Key facts.
- NoLiMa finds long-context performance collapses for models that claim 128K support, with GPT-4o dropping from 99.3% to 69.7% at 32K and most models below half their short-context baseline. source
- An agent asked after the fact why it planned a certain way will reconstruct a plausible reason, which is not the same as a recorded one. source
- Reconstructing the rationale from a raw trace is hard even with the trace in hand: TRAIL, which annotates agent runs as OpenTelemetry spans, found the strongest model localized the actual errors at just 11% accuracy, so the planning rationale has to be captured explicitly rather than recovered later. source
Why isn't the list of actions enough?
Because the actions tell you what happened, not why and the why is where the bug lives. When an agent's plan goes wrong, the actions look locally sensible and the mistake is in the reasoning that connected them, the goal it inferred, the constraint it dropped, the branch it chose. If you logged only the actions, your postmortem is archaeology, reconstructing intent from footprints. If you logged the planning rationale, you can see the exact decision that turned the plan and you can fix it. The same record is what you hand a regulator or an auditor who asks why the agent did what it did, which is a question that comes up first in anything high stakes.

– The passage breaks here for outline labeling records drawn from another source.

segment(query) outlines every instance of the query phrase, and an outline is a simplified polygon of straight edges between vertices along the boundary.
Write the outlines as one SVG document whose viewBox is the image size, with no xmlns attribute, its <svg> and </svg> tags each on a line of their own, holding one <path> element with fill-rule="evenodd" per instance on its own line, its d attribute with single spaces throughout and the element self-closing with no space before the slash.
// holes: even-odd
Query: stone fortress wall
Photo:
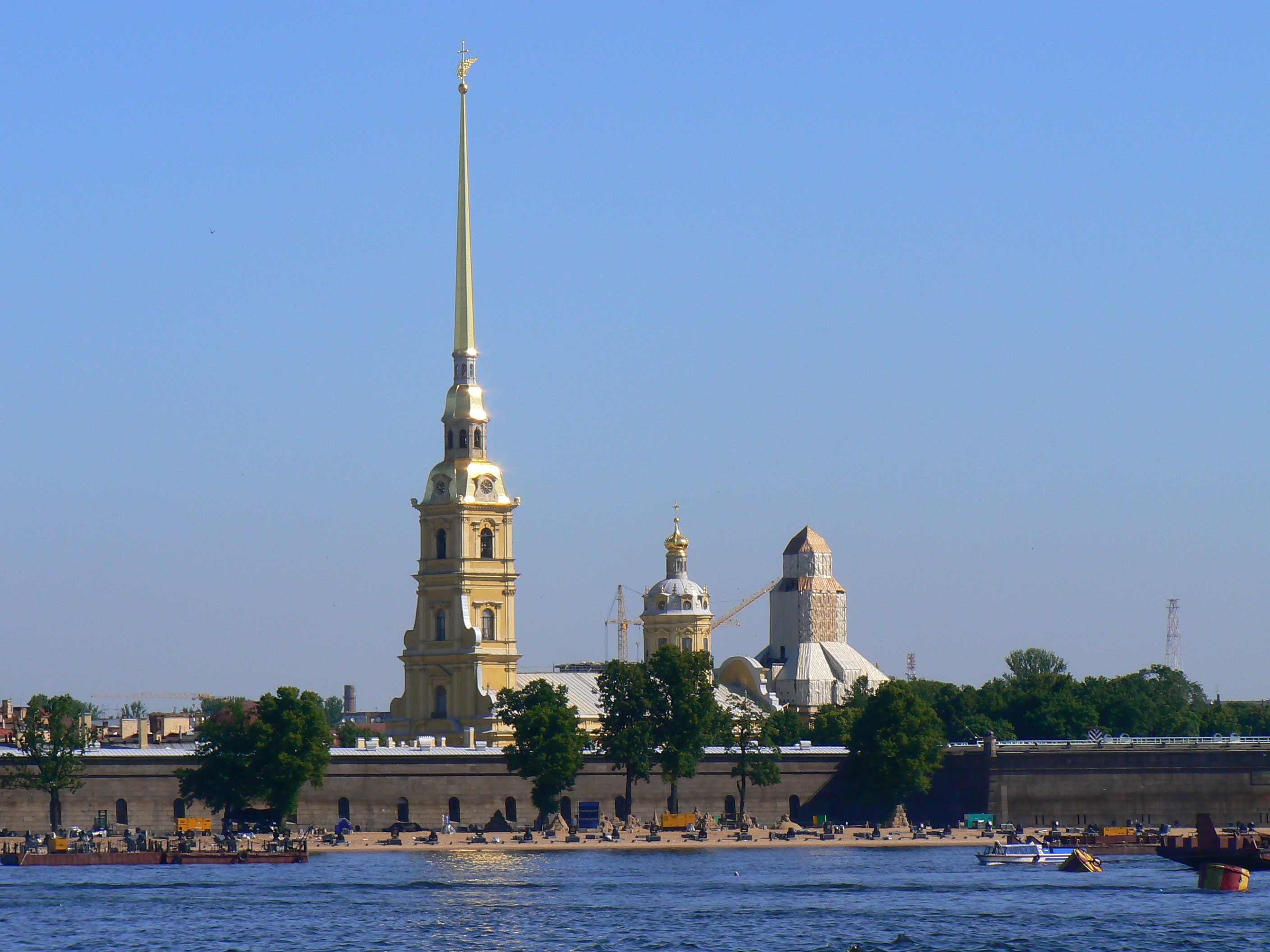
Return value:
<svg viewBox="0 0 1270 952">
<path fill-rule="evenodd" d="M 112 824 L 121 823 L 119 801 L 126 805 L 128 826 L 160 833 L 175 826 L 173 770 L 190 763 L 188 750 L 102 750 L 90 754 L 88 763 L 84 787 L 62 796 L 66 826 L 89 828 L 99 810 Z M 679 784 L 681 807 L 721 814 L 725 798 L 737 795 L 733 763 L 718 749 L 707 753 L 697 777 Z M 748 812 L 759 823 L 773 824 L 786 812 L 806 823 L 813 815 L 852 823 L 880 819 L 852 801 L 850 760 L 842 748 L 786 748 L 781 774 L 777 786 L 749 788 Z M 574 810 L 582 801 L 598 800 L 603 812 L 613 815 L 624 792 L 624 774 L 607 762 L 587 758 L 568 796 Z M 648 820 L 663 812 L 668 795 L 669 786 L 654 773 L 652 782 L 635 787 L 635 815 Z M 340 798 L 347 798 L 354 824 L 384 829 L 398 820 L 399 800 L 405 800 L 409 820 L 431 826 L 442 814 L 453 812 L 455 798 L 460 823 L 486 823 L 495 810 L 507 814 L 508 797 L 516 801 L 517 821 L 532 821 L 536 811 L 528 781 L 509 774 L 494 749 L 339 749 L 333 751 L 324 786 L 305 787 L 297 820 L 330 828 Z M 1219 825 L 1270 824 L 1270 741 L 1001 744 L 996 751 L 952 746 L 931 792 L 912 797 L 907 807 L 912 820 L 937 825 L 955 825 L 968 812 L 991 812 L 998 821 L 1026 825 L 1054 820 L 1063 826 L 1124 825 L 1138 819 L 1190 825 L 1196 812 L 1213 814 Z M 196 802 L 188 815 L 208 811 Z M 46 795 L 0 791 L 0 826 L 43 830 L 47 820 Z"/>
</svg>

The reason you cannot rely on the agent to explain itself later is that its grasp of the plan decays, which is what the NoLiMa result makes concrete. Over a long run, the reasoning that mattered gets buried and an after-the-fact explanation is a fresh guess, not a memory. The audit trail has to be captured as the plan happens, because it cannot be faithfully recovered afterward.

What do you capture?
The goal the agent was working toward, the sub-plans it considered, the choice it made and the inputs that drove it and the checks it passed or failed. Enough that someone can replay the reasoning, not just the outcome. This is the difference between an agent you can improve and one you can only restart and between a plan you can defend and one you can only apologize for.
| What you record | Can you debug it? | Can you defend it? |
|---|---|---|
| Actions only | By guesswork | No |
| Planning rationale | By replay | Yes |
Capturing that rationale as structured, reusable signal is part of what VibeModel does as the Pattern Intelligence Layer. We model the patterns of a plan worth auditing and record the reasoning behind each decision, so you can debug the agent that drifted and defend the one that did its job.
Frequently asked questions
Can't I just ask the agent to explain afterward?
Its grasp of a long plan decays, as NoLiMa shows. The after-the-fact explanation is a guess. Capture the rationale live.
Isn't logging rationale expensive?
It is cheaper than an un-debuggable incident or an indefensible decision. Capture the reasoning at decision points, not every token.
Who needs the planning audit trail?
Your engineers for debugging and your compliance and legal teams for defensibility. The same record serves both.